Les récentes déclarations de l'UMP à travers les propos de Patrick Devedjian, mais surtout du gouvernement, sur les 35 heures ont encore échauffé les esprits, et provoqué une polémique.
Ce sont les syndicats de fonctionnaires (CGT, FSU, Solidaires) qui ont réagi les premiers jeudi en annonçant "une journée puissante de grèves et de manifestations" le 10 juin. Ils contestent le projet de loi sur la mobilité des fonctionnaires, qui sera examiné à l'Assemblée nationale les 11 et 12 juin et comporte des "dispositions lourdes de conséquences pour les personnels, leur statut et le service public".
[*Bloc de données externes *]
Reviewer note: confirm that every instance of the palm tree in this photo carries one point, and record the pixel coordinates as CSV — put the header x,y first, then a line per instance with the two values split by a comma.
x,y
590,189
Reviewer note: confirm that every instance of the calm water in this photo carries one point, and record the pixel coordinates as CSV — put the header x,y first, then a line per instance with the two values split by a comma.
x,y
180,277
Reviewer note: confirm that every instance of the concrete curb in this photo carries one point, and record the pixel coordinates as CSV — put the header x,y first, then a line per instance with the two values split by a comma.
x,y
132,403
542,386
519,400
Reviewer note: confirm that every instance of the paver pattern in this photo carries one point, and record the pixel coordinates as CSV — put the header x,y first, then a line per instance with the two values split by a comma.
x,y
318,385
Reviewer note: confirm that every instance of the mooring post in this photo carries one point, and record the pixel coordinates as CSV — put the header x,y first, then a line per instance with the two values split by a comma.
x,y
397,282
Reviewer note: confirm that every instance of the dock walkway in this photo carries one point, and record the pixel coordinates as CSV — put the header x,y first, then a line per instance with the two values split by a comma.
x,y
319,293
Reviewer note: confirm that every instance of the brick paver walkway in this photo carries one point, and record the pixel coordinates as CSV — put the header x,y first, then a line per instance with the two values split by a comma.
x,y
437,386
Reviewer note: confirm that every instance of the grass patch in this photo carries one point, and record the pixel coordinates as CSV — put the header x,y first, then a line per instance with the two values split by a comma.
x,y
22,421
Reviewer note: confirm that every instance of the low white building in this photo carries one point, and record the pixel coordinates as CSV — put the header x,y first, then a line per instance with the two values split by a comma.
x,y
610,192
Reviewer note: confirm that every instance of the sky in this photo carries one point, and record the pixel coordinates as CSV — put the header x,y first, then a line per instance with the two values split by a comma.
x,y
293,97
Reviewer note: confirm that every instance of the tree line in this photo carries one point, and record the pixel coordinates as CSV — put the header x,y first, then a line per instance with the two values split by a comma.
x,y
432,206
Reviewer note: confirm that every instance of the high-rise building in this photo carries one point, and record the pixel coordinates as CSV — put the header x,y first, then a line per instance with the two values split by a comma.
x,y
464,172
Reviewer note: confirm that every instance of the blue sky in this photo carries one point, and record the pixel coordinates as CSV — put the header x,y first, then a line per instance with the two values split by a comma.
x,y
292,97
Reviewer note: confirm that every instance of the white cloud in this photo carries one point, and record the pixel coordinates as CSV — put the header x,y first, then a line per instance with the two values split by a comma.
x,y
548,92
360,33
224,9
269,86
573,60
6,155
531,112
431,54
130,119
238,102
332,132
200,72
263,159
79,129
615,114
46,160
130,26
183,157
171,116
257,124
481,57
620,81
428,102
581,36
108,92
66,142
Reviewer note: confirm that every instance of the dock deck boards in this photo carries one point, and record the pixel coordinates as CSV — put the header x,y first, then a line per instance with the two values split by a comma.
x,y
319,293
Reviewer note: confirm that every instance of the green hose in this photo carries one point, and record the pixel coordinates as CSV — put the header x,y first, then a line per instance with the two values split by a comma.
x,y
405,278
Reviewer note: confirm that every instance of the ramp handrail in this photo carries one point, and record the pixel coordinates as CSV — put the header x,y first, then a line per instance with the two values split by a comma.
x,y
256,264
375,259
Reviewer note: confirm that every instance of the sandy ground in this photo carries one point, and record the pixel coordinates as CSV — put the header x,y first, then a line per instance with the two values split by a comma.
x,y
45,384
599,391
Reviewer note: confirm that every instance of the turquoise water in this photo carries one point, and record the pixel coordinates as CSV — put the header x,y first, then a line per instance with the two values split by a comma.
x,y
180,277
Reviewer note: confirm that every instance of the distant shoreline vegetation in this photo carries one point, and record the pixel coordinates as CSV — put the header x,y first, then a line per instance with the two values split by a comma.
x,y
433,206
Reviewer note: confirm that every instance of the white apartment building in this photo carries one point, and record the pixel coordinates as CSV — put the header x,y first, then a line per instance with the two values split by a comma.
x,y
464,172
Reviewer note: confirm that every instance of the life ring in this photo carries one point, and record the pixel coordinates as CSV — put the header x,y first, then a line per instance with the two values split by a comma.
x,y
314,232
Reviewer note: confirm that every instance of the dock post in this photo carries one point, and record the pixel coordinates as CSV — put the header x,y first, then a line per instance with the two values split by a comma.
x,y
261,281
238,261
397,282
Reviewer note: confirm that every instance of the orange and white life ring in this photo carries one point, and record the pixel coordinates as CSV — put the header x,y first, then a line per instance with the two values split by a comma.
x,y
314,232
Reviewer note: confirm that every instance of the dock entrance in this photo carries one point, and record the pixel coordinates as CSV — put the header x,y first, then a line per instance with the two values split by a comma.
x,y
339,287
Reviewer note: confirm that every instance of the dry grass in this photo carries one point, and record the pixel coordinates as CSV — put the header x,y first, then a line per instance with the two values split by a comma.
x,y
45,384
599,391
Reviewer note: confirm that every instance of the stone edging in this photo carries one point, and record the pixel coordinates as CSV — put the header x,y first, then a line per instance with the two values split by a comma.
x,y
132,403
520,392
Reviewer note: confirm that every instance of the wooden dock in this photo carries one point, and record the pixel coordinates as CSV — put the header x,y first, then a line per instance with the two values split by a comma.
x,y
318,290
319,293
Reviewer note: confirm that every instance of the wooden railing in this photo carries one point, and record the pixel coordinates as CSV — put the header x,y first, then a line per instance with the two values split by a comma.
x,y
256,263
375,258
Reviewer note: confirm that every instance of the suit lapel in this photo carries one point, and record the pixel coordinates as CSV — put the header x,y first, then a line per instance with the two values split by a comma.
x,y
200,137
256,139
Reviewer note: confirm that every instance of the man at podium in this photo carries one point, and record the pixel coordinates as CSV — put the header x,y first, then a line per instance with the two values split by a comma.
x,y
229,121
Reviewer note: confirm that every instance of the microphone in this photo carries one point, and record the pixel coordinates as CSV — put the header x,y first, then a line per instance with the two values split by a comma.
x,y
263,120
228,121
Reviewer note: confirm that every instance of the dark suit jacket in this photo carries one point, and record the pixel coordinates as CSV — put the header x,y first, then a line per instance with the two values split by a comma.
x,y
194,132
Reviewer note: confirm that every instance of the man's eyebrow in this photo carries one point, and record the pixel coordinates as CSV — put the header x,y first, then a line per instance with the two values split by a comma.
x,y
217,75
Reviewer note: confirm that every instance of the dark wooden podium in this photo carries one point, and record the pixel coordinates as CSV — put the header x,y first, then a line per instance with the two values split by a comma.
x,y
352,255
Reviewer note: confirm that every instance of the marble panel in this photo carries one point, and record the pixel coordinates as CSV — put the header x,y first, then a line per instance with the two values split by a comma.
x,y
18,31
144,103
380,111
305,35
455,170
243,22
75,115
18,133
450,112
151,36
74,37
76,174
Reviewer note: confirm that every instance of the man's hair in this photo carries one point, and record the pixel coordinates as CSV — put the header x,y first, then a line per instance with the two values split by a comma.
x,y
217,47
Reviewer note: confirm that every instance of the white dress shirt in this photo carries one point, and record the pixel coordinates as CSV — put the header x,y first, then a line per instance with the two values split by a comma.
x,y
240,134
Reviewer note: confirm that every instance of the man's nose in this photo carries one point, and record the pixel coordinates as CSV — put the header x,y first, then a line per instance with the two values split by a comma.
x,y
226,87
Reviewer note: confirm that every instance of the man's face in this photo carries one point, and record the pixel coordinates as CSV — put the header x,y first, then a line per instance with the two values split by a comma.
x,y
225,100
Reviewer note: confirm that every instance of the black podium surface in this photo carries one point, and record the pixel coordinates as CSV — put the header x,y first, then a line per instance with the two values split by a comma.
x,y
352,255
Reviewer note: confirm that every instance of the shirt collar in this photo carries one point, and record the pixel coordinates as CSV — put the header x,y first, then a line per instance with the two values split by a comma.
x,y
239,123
Les syndicats de la SNCF ont suivi jeudi après-midi avec une proposition de la CGT cheminots aux autres fédérations de lancer le 10 juin une grève reconductible contre la réforme du fret et la stratégie industrielle de la SNCF. Cette proposition a semblé séduire Sud Rail et FO, mais pas la Fgaac (conducteurs, autonomes). Une nouvelle réunion est prévue lundi.
Du côté des confédérations, réunies dans la soirée, la CGT et la CFDT excédées des projets du gouvernement sur les 35 heures, ont appelé à une journée d'actions et de manifestations le mardi 17 juin, qui portera aussi sur la défense des retraites. FO et la CFE-CGC doivent se prononcer lundi sur leur participation.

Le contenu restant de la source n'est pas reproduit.